Res Ipsa Loquitur

¿Qué es res ipsa loquitur?

En una querella por daños personales, un demandante por lo general debe probar que el acusado fue negligente y que su negligencia provocó las lesiones del demandante. Sin embargo, en algunos casos, no existen pruebas directas de negligencia. Por ejemplo, los espectadores que están viendo un partido de baloncesto en una cancha de instituto. Los espectadores están sentados en gradas. Las gradas se derrumban, hiriendo a los espectadores. Los espectadores emprenden una demanda de daños personales contra el instituto, que construyó y era responsable de mantener las gradas. Sin embargo, los espectadores no son capaces de determinar por qué se derrumbaron las gradas. Por esto, los espectadores no pueden probar que el colegio fuera negligente de ninguna forma en particular. En un caso como este, el tribunal puede invocar la doctrina legal de "res ipsa loquitur."
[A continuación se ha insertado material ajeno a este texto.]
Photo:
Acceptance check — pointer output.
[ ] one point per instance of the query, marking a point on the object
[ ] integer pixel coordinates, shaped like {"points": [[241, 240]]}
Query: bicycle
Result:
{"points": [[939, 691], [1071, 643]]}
"Res ipsa loquitur" es una frase latina que significa, "el evento habla por si solo." La doctrina legal de res ipsa loquitur libera a un demandante de su obligación de probar cualquier acto específico de negligencia contra la parte acusada. En un caso de res ipsa loquitur, el hecho garantiza una inferencia de negligencia. Un tribunal determinará si la doctrina de res ipsa loquitur se puede aplicar al caso.

¿Qué debe probar un demandante en un caso res ipsa loquitur?
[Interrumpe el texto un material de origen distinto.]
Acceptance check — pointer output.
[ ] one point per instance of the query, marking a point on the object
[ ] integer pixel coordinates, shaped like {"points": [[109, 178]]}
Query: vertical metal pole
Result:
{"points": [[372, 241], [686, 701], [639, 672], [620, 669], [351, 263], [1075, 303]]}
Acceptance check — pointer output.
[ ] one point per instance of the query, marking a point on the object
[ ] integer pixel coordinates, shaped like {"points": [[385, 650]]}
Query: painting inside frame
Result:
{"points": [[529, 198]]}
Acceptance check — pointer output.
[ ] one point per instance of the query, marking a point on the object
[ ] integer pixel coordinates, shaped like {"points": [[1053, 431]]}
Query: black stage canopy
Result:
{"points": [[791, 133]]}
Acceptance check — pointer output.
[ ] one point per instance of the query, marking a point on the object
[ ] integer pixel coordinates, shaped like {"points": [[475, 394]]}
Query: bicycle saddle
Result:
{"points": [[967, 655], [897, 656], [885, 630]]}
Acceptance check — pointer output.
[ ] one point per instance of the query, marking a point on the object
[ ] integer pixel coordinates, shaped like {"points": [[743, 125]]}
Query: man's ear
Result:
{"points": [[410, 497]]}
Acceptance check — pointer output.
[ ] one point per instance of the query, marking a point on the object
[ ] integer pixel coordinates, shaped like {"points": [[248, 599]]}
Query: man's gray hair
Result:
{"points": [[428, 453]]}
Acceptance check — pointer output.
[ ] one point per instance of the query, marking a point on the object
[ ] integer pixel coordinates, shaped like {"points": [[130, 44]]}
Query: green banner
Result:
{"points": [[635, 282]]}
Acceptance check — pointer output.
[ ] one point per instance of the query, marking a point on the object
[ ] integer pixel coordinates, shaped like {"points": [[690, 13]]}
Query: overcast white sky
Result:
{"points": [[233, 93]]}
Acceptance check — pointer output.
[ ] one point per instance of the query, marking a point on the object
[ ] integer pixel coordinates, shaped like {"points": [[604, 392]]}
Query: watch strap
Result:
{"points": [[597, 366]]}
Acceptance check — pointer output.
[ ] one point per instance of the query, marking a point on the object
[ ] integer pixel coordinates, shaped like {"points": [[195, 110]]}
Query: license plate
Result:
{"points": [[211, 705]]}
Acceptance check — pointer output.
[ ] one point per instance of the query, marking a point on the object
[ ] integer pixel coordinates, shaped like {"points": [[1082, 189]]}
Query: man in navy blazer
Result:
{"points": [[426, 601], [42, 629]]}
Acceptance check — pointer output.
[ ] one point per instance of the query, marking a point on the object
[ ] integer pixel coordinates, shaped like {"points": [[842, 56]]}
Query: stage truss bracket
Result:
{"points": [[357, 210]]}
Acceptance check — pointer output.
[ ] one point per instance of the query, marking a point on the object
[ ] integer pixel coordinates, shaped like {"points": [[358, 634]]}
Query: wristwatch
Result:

En caso de res ipsa loquitur, el demandante debe probar que:

  1. la lesión podría haberse evitado en el caso de ausencia de negligencia;
  2. la instrumentalidad de la lesión estaba bajo el control exclusivo del acusado; y
  3. el demandante no contribuyó a la lesión por su propia negligencia.
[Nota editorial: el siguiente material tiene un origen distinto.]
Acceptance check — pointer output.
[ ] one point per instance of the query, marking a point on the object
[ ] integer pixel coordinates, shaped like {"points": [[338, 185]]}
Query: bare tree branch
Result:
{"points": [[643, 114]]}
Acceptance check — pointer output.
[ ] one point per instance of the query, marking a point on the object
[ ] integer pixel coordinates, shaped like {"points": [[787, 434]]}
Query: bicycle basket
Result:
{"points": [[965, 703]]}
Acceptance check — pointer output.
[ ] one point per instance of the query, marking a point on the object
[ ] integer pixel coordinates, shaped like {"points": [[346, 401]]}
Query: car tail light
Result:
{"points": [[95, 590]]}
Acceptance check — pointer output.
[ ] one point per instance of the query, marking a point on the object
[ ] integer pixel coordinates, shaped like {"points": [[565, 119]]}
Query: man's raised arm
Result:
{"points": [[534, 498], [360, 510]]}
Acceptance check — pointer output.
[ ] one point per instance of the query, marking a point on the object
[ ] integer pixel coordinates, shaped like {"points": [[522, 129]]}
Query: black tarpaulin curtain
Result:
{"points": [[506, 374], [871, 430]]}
Si el juez en el caso del derrumbamiento de las gradas decide aplicar la doctrina de res ipsa loquitur, entonces los espectadores no tendrían que demostrar ningún acto específico de negligencia por parte del colegio. Simplemente tendrían que demostrar que las gradas no se derrumbaron ordinariamente en ausencia de negligencia, que el colegio tenía control exclusivo de las gradas, y que los espectadores no contribuyeron en derrumbe de las gradas por su propia negligencia. Si los espectadores prueban esos tres elementos, entonces el colegio tendría que probar que no había sido negligente para ganar el caso.